Another Prestigious Scientist Resigns Due to Theology of Global Warming

DALLAS (August 22, 2005) – Another prominent and respected scientist, Roger Pielke Sr., has resigned from an important government panel citing political bias built into the process of researching climate change. Pielke is also the Colorado state climatologist and professor at Colorado State University.

“Just like the Commissars of the old Soviet Union, activists in the scientific community brook no dissent in the ranks,” said NCPA Senior Fellow H. Sterling Burnett. “They suppress findings that are at odds with their dogmatic view of climate science.”

Pielke resigned in a letter to the head of the Climate Change Science Program (CCSP), citing a recent article in The New York Times as the “last straw.” He complained not only that certain aspects of a CCSP report had been leaked to The Times, but also that another committee member was surreptitiously circulating a chapter to replace the one for which Pielke was lead author.

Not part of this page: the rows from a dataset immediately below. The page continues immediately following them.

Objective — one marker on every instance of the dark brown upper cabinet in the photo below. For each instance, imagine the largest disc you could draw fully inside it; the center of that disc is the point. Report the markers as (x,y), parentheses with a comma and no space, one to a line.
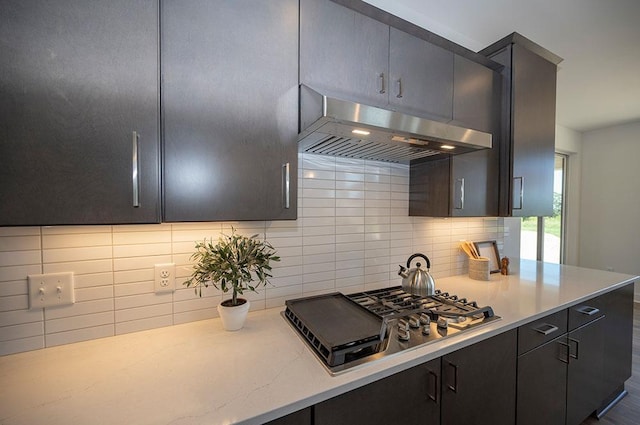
(463,185)
(230,110)
(528,130)
(79,135)
(349,55)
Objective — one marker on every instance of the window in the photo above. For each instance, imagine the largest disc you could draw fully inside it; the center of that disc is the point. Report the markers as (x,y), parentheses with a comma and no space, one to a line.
(542,238)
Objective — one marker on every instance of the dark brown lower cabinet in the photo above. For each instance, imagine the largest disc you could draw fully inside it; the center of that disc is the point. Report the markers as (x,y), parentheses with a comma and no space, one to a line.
(479,382)
(542,384)
(409,397)
(586,370)
(301,417)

Referring to other CCSP members in an entry on his blog, Climate Science, Pielke noted that “…they, inappropriately, vigorously discourage the inclusion of diversity of perspectives on the topic of the CCSP report in order to promote a narrowly focused topic which has a clear political agenda.”

Pielke’s resignation follows several other major disputes about the “theology” of climate change:

  • Respected hurricane expert, Chris Landsea, resigned from the Intergovernmental Panel on Climate Change (IPCC), charging that its leaders overstated the influence of global warming on hurricanes for political purposes.
  • Author and physician Michael Crichton’s book, State of Fear, published earlier this year, echoed his Commonwealth Club lecture that environmentalism has become the religion of Western elites.
  • In a recent editorial in The Wall Street Journal titled, “The Theology of Global Warming,” former Energy Secretary James Schlesinger noted “concerns about objectivity of the international panel (IPCC) of scientists that has led research into climate change.”
  • John Christy, director of the Earth System Science Center at the University of Alabama-Huntsville, who is also co-author of the IPCC report said of a recent dispute about global warming in Science Magazine that the debate about climate change has become more political than scientific.

“It’s time for all points of view to get a hearing in academic journals and by peer review. Refusing to acknowledge dissenting views undermines our knowledge base, especially when science is the basis for formulating public policy,” Dr. Burnett added.